A machine that delivers both nobbed fish and fillets

Seac AB, the Swedish company specialised in renovated processing machinery for the fish industry, will launch the FPM-400, a new nobbing and filleting machine, at Seafood Processing Europe in April.

Seac AB will launch the FPM-400, a new nobbing and filleting machine for small Baltic herring and sardines, at Seafood Processing Europe.

Seac AB has its origins in Arenco AB later Norden Seafood Fish Machinery, the former manufacturer of processing machinery from Sweden, and today employs engineers both from Arenco and from VMK, another Swedish company, to continue the Swedish tradition of precision engineering in fish processing. Over the past three years Seac AB has redesigned and developed the former Arenco machines, the CIS-N for nobbing and the SFD-300 for filleting, gradually enabling them to process smaller and smaller fish. Today the nobbing machine can handle fish down to about 80/100 fish per kilo, while the filleting machine processes fish down to 55/60 fish per kilo and tests are continuing to bring that also down to 100 fish per kilo.

The CIS-N was a popular machine racking up sales of over 2,500 units around the world in the two decades up to 1980. As a result, the new FPM-400 has a lot of experience and knowhow built into it. The SFD-300 was developed in the 60s and is still being used by companies around the Baltic who use it to process sprat and Baltic herring, as well as in the Mediterranean region where it is used for sardines and similar fish. Seac’s new FPM-400 is based on these two machines, but also draws on other equipment for important components. The transfer unit for example originates from the CIS/CIF, also made by Arenco, and in its time popular in North America.

The FPM-400 is unique in that it delivers both nobbed fish and fillets. With an optional attachment the machine can also give belly-cleaned fish. The first part of the FPM-400, the Seac FPM-200, uses a mechanical gutting device rather than a vacuum unit. This not only cuts the cost of the machine, but also gives a yield that is 15-18 percent higher in the end product than a vacuum unit with two knives. In other words it is as close as one can get to manual filleting. Tests also show that the mechanical device is a much better solution for different fish species with soft bodies than an ordinary vacuum unit. However, by extending the FPM-200 it is possible to equip it with a vacuum unit resulting in a single machine with two nobbing devices. This variation can profitably be used by companies that work only with defrosted fish as it gives high yields as well as high accuracy.

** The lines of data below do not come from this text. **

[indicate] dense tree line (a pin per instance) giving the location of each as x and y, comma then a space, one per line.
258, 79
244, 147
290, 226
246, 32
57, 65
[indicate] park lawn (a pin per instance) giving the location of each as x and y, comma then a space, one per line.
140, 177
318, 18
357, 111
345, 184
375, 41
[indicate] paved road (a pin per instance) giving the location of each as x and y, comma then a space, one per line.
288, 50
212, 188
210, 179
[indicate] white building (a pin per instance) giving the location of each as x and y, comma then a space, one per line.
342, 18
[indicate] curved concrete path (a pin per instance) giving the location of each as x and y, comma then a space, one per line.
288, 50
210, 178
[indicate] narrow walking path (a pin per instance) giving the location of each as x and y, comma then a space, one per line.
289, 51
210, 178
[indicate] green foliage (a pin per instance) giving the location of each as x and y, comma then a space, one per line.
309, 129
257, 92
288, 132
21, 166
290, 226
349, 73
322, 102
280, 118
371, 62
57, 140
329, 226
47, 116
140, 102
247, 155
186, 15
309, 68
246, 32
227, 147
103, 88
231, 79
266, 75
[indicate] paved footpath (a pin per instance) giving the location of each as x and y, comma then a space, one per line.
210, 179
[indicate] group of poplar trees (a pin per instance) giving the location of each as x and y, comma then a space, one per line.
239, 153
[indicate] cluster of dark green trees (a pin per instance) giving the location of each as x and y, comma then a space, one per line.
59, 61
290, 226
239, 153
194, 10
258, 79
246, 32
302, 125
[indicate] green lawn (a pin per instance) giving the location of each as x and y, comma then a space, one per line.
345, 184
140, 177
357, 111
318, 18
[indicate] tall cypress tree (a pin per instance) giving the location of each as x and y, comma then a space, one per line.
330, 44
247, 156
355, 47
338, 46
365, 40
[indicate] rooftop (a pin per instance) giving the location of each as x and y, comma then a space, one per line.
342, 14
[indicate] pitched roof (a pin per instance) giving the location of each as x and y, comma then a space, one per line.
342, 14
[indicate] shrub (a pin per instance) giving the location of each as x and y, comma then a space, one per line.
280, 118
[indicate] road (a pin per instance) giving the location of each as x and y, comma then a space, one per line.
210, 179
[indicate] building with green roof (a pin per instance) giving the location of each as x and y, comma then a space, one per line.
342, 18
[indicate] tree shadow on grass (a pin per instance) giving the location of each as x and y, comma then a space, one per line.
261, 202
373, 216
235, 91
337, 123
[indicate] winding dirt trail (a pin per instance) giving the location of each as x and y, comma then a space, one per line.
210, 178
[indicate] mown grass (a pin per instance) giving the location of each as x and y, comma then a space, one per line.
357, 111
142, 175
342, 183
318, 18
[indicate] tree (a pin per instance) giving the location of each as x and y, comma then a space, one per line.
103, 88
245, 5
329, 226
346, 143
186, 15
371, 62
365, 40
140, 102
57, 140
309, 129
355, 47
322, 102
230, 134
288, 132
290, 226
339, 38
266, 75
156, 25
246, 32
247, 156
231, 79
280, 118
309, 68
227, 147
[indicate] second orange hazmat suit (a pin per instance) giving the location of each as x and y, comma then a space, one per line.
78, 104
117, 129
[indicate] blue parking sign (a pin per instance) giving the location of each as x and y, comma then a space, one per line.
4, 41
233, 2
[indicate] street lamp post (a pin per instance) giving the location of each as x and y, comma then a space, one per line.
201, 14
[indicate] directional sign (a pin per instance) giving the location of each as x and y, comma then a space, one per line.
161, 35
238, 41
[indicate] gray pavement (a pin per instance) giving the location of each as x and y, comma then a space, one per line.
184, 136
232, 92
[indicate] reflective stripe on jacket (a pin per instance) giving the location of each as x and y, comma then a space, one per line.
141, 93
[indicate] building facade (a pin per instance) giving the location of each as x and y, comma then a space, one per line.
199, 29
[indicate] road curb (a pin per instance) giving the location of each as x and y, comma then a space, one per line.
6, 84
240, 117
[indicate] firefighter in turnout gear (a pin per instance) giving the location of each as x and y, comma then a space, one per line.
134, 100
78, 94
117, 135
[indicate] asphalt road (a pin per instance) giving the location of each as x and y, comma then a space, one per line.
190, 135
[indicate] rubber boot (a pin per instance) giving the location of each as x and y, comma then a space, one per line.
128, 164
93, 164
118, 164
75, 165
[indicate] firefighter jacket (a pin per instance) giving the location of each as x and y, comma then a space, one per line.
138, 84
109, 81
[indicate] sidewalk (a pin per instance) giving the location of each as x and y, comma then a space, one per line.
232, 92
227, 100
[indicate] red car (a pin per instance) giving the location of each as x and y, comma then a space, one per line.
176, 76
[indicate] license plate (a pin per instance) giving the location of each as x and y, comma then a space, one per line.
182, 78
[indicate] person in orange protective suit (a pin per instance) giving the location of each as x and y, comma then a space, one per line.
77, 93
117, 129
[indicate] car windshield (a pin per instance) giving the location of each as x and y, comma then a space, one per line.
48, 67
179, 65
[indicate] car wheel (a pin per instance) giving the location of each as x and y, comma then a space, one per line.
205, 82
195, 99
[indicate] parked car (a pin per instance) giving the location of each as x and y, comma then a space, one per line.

The FPM-400 is designed for smaller fish and the machine has been installed in Latvia where it is processing Baltic herring (25-55 fish/kilo) at a speed of 300 fish/min. In 2012 three more machines are expected to be installed in Latvia and Croatia for small Baltic herring and sardines. Seac AB is cooperating with Peruza, a Latvian company, to develop further refinements for the machine such as an automatic feeder for small fish. This will reduce the number of operators needed to feed the machine and has already reached the trial stage. The feeder is expected to be ready for the market in 2012.